Fallout for the galaxy sb breakup I guess?

Didn't state age groups so I assume younger?

Kind of late in the process but try

PSSLU Spring League : 
https://events.gotsport.com/forms/app/Default.aspx?eventid=71416&fbclid=IwAR3dTsMroffYYyNDjZH-GSk_CwGIgAVTZckvN3W_7_aqJh6Vld4uf7jQmVA







HPFL Spring League  but they might have already started 
https://events.gotsport.com/forms/app/Default.aspx?EventID=72492&fbclid=IwAR3QBKeLeFAHvRmN2LK6ykTZSl-0wSiIW-vOLrX04o45hi--5uXpipSXp6Q


----------



## Eric the Actor (Mar 19, 2019)

Footbollah said:


> I just learned that South Bay PDL will not be running this year. What spring leagues are other clubs doing in the South Bay/LA/SFV area?


I do not see anything on South Bay PDL Website.  Do you have link or something that you can share showing that it is not running this year?


----------



## Barse Alona (Mar 19, 2019)

We're in the same boat. Small club, west side, did the SBPDL in previous years. I'm putting together a list of spring leagues for our coaches, which I'll share once I have it done.


----------



## Footbollah (Mar 19, 2019)

jpeter said:


> Fallout for the galaxy sb breakup I guess?
> 
> Didn't state age groups so I assume younger?
> 
> Kind of late in the process


I'm guessing yes; yes, 2005 and below; and yes--it's late, and most other spring leagues I've found have already started.


----------



## Footbollah (Mar 19, 2019)

Eric the Actor said:


> I do not see anything on South Bay PDL Website.  Do you have link or something that you can share showing that it is not running this year?


Our team registered, got a confirmation, then last night got this e-mail:

Good evening,

Unfortunately we have had to cancel SBPDL 2019 due to some unforeseen circumstances that make it unfeasible to go forward with running the league this year. We deeply apologize for this and hope that it will not cause too much inconvenience. 

The league will return in 2020 and we hope to see you then!

If you have any questions please feel free to contact me via email or by phone at [phone deleted for privacy].  

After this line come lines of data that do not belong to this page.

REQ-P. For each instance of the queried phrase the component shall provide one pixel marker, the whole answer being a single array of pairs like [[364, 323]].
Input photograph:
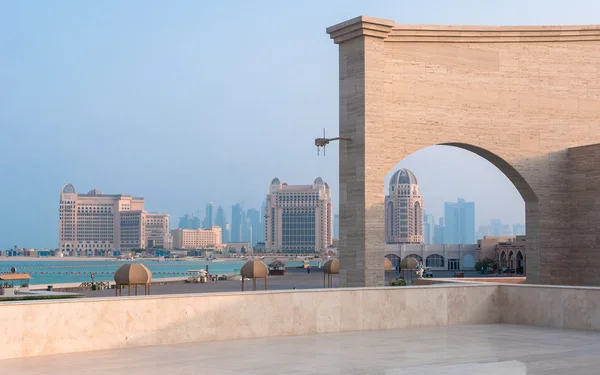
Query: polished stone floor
[[479, 349]]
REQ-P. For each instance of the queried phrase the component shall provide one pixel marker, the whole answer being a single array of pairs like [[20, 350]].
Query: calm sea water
[[58, 272]]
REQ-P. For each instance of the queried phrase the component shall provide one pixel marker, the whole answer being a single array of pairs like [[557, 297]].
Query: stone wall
[[40, 328], [520, 97], [32, 328]]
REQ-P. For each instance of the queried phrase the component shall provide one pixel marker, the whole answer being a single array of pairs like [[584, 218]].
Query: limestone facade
[[527, 99]]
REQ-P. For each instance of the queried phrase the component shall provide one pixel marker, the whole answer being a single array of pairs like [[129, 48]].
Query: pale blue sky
[[182, 102]]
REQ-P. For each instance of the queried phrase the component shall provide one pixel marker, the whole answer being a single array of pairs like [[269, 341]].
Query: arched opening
[[520, 263], [434, 261], [395, 259], [417, 257], [468, 261], [503, 262], [469, 194]]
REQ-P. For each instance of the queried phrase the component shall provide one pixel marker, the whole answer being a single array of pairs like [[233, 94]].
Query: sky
[[184, 102]]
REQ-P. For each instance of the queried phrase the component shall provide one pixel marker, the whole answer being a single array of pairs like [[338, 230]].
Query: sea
[[79, 271]]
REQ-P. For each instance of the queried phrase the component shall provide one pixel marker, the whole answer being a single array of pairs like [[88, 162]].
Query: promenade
[[470, 349]]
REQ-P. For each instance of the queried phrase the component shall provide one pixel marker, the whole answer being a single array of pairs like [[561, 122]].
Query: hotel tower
[[298, 218], [104, 224], [404, 209]]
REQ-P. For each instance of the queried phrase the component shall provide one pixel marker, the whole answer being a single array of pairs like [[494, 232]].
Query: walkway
[[489, 349]]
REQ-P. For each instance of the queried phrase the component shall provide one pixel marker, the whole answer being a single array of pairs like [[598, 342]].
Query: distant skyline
[[187, 102]]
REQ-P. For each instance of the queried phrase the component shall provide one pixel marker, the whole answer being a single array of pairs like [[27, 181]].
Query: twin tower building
[[297, 219]]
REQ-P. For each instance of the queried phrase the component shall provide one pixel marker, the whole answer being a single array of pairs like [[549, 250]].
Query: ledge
[[391, 32]]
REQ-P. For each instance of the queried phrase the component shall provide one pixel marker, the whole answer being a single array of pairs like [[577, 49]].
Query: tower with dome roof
[[404, 221]]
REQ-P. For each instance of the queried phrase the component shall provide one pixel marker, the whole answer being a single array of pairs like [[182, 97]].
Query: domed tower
[[404, 209]]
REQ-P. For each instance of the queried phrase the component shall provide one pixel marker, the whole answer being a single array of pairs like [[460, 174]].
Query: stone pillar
[[361, 60]]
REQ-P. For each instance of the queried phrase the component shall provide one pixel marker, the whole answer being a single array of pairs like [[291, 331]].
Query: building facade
[[157, 231], [459, 220], [237, 223], [298, 218], [438, 257], [196, 238], [404, 209], [98, 224], [255, 225], [209, 218]]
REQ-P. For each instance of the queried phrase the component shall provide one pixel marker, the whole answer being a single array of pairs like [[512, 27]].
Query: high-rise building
[[438, 234], [428, 229], [237, 222], [459, 218], [518, 229], [157, 231], [299, 218], [209, 218], [101, 224], [196, 238], [221, 221], [482, 231], [246, 228], [261, 232], [496, 227], [189, 222], [253, 217], [336, 226], [404, 209]]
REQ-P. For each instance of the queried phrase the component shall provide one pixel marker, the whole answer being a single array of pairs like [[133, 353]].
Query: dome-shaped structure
[[68, 189], [254, 269], [403, 176], [332, 266], [134, 274]]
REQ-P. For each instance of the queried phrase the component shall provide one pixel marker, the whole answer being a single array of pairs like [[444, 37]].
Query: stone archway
[[527, 99]]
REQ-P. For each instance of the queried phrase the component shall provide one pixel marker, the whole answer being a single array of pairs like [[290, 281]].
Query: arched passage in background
[[434, 261], [395, 259], [520, 263], [416, 256], [489, 92], [468, 261]]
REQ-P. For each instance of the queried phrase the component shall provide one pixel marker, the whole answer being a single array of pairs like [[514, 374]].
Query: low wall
[[550, 306], [32, 328], [40, 328]]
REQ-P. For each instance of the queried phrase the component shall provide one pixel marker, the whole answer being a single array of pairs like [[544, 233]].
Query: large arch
[[525, 99]]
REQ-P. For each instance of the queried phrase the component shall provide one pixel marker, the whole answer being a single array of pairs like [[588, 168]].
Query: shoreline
[[112, 259]]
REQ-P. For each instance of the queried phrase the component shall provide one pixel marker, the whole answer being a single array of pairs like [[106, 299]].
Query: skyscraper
[[496, 227], [299, 218], [221, 221], [237, 222], [429, 229], [518, 229], [459, 218], [100, 224], [482, 231], [404, 209], [209, 219], [336, 226], [253, 218], [189, 222]]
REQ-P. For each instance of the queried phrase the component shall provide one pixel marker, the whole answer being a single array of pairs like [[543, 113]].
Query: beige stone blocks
[[520, 97]]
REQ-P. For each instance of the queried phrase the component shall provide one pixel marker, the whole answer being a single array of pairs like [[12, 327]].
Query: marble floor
[[477, 349]]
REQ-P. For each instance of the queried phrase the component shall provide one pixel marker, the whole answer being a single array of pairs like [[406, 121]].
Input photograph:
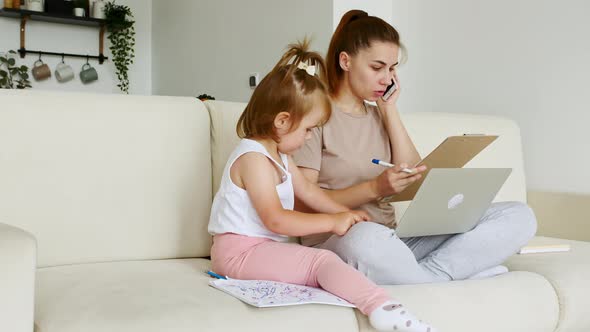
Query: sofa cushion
[[162, 295], [568, 273], [106, 177], [513, 302]]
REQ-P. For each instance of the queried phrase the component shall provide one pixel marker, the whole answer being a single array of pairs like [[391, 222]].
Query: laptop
[[451, 201]]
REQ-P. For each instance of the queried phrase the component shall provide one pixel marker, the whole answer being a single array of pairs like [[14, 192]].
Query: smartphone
[[389, 91]]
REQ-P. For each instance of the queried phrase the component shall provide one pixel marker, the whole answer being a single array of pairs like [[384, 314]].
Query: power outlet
[[253, 80]]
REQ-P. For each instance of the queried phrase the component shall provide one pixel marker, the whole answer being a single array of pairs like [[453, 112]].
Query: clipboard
[[453, 152]]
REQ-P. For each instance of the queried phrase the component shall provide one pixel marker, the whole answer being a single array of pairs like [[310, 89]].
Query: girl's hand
[[344, 220], [391, 102], [394, 181]]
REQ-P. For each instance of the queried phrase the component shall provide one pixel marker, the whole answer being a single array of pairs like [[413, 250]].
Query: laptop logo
[[455, 201]]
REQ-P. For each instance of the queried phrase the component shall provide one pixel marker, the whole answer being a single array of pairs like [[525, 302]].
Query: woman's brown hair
[[287, 88], [356, 31]]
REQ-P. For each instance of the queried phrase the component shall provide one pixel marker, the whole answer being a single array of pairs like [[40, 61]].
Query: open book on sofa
[[264, 293]]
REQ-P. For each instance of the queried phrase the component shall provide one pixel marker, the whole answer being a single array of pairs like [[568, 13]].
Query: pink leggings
[[244, 257]]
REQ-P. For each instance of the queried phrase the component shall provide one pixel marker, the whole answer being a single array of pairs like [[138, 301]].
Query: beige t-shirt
[[342, 151]]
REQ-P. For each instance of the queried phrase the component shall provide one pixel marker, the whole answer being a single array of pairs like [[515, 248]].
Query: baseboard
[[562, 215]]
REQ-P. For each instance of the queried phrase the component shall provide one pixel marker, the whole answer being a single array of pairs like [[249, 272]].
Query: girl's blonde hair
[[287, 88]]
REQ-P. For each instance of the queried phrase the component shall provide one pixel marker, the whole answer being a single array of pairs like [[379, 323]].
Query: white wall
[[528, 60], [83, 40], [212, 46]]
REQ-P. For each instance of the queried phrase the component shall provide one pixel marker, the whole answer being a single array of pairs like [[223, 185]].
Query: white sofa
[[104, 204]]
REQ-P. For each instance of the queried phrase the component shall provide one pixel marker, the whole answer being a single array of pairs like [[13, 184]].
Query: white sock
[[392, 316], [491, 272]]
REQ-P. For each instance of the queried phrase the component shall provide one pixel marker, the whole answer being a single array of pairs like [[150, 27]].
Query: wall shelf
[[26, 15], [50, 17]]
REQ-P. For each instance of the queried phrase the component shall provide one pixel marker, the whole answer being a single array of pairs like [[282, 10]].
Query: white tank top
[[232, 210]]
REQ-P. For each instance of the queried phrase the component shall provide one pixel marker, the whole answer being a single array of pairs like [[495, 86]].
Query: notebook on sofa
[[264, 293], [453, 152]]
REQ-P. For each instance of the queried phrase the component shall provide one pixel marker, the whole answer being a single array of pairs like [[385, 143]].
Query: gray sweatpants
[[377, 252]]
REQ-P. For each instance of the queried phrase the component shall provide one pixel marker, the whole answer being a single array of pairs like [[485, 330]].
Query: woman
[[361, 63]]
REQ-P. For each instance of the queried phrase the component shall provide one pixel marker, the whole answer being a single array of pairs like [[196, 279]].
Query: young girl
[[252, 214]]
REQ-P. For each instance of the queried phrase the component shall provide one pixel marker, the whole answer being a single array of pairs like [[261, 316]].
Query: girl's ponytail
[[295, 85]]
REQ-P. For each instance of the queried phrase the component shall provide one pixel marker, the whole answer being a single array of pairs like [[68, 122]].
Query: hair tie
[[308, 69]]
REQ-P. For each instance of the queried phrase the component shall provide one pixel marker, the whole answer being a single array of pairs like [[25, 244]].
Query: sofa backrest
[[427, 130], [106, 177]]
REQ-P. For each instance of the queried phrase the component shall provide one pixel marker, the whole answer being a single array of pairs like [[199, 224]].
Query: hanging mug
[[63, 72], [40, 70], [98, 9], [88, 74], [79, 12]]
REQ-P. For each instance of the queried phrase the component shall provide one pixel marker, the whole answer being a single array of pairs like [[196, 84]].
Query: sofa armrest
[[18, 250], [561, 215]]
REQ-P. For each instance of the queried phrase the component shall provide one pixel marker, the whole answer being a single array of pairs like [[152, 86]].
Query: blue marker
[[215, 275], [386, 164]]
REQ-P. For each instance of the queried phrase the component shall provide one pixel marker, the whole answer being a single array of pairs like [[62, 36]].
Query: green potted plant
[[11, 75], [83, 4], [122, 37]]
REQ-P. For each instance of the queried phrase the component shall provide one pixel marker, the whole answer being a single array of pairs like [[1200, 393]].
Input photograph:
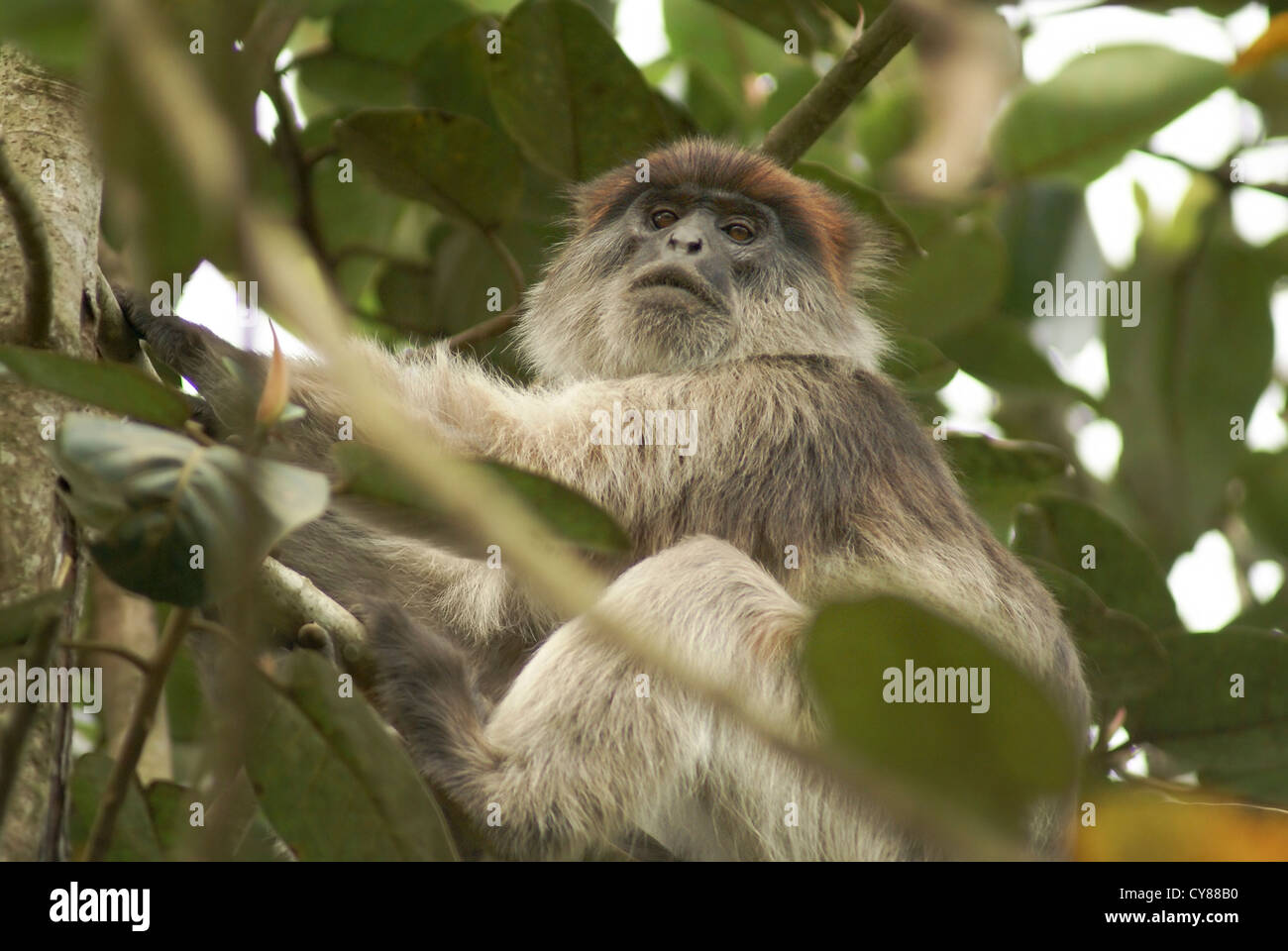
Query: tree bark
[[48, 145]]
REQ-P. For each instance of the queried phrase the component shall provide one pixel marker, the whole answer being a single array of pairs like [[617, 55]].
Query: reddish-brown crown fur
[[810, 215]]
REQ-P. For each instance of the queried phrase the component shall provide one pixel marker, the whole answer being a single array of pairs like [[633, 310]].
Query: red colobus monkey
[[724, 294]]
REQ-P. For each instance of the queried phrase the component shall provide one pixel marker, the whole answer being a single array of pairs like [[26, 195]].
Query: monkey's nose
[[684, 243]]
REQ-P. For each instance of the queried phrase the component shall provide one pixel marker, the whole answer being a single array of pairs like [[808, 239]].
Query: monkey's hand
[[424, 686]]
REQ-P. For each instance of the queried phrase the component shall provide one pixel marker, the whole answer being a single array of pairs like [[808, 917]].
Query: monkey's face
[[677, 296], [721, 256]]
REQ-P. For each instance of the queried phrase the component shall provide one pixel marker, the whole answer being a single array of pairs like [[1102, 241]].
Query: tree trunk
[[48, 144]]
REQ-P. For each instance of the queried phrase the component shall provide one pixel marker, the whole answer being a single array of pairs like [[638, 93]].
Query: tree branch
[[141, 720], [34, 240], [477, 499], [24, 714], [793, 134], [297, 170]]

Thank-you for your understanding.

Sam Croucher.​Blake George (who had run it in prior years and left LAGSB for Steel) and Tim Summiel (at Steel--not sure if he was involved in SBPDL or LAGSB before) are still listed as contacts for SBPDL. I don't think I've run across Sam Croucher before.


----------



## Kicker4Life (Mar 19, 2019)

Check out WLA5 leagues.  Great 5v5 games in a street soccer format.  

Www.wla-fb5.com


----------



## Art (Mar 19, 2019)

So cal futbol circuit


----------



## rainbow_unicorn (Mar 20, 2019)

jpeter said:


> HPFL Spring League  but they might have already started
> https://events.gotsport.com/forms/app/Default.aspx?EventID=72492&fbclid=IwAR3QBKeLeFAHvRmN2LK6ykTZSl-0wSiIW-vOLrX04o45hi--5uXpipSXp6Q


HPFL is best bet for south bay/LA area.  I think you can join even if league has already started...reach out to German at the link above.  Nice turf fields, reasonable price.  Downside is that schedules are not posted until mid-week for the weekend's games.  I think PSSLU is a similar league but a little further southeast.


----------